Mark it down for the sake of history: 4:30 P.M. Tuesday December 23, 2008 and at this unusually early time I have done the last bit of my Christmas shopping: seems that everything I’m giving is either something to eat or something with which to cook. As the Checkers ads say, “you gotta eat” and those of us who have the wherewithal to do so will eat, and of course do what we can to facilitate the possibility of eating for everyone in the world.

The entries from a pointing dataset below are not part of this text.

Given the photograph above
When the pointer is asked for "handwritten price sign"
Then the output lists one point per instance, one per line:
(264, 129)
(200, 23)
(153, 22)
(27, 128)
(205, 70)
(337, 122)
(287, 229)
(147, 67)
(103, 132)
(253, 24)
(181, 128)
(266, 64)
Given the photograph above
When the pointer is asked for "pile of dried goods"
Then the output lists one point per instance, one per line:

Which brings me to the theme of this posting: the stereotyped yearning for peace on earth that is the inspiration of this season in whatever weird and convoluted ways that inspiration may be expressed. But if we define peace is simply the absence of warfare, we miss I think the message of Christ and of the exemplars of so many other faiths. This is expressed in the cliché “there can be no peace without justice.” Right now we are assessing the likelihood that a new Administration in Washington can bring us any closer to the cessation of warfare: will the de-surge of military activity in Iraq and the surge of same in Afghanistan bring peace to that part of the world? But how can this question even be asked if we don’t make a matter of the highest priority a concern for the sense of so many, throughout the world and in the United States and our local communities, that they are the unjust victims of the policies, both military and economic, of people at the centers of power? How can we appeal to a common devotion of citizenship in our communities, states, nations and the international community when the fruits of our common actions benefit the wealthy and the privileged at the expense of the poor and the deprived?

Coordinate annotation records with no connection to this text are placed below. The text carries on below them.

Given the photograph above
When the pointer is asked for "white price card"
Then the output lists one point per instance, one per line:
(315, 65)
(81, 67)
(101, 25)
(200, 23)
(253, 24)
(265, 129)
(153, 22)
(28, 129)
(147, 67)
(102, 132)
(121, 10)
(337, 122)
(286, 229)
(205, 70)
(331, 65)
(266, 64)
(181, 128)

To be more specific about it, how can our President-elect address the sense and the reality of injustices visited on a race of people, those of African origins, who are deprived of equality with their peers in practically every conceivable way….when that President-elect was elected on a platform of pretending that we have already moved “beyond race” in this country? And to be specific in another way, how can this new Administration hope to bring justice and peace to all the peoples of the Middle East when the President-elect has announced—and confirmed by his staff and cabinet appointments—that he is going to support the actions of our staunch ally, Israel, be those actions right or wrong, be they productive of peace and justice, or be they productive of conflict and injustice?

In raising these questions, I hope they are not totally rhetorical, with a pre-ordained answer that these things cannot be done. That word hope again: what a resilient human emotion, existing when reality batters at the hoped-for walls of peace and justice; and maybe we need these annual seasons of hope and best wishes to retain our Sisyphus-like human tendency to continue to roll to the top of the hill those stones that we know (and yet hope not) will roll down the hill again. We elected our next President, as we always should do, on the basis of our best realistic hope that world and local peace and justice can be accomplished.

As principled progressives our “new year’s resolution” should be the resolution of every day of our lives: to “so live” (if I can remember the poem), “that when thy summons comes to join that innumerable caravan where each shall take his chamber in the silent halls of death, thou go not like the quarry slave at night, scourged to his dungeon, but soothed and sustained by an unfaltering trust, approach thy grave like one who wraps the drapery of his couch about him and lies down to pleasant sleep.” The earnest search for peace and justice in all the phases of our public and private lives may never bring that stone to rest atop that hill of human recalcitrance, but at least we may earn thereby the nirvana of a pleasant sleep.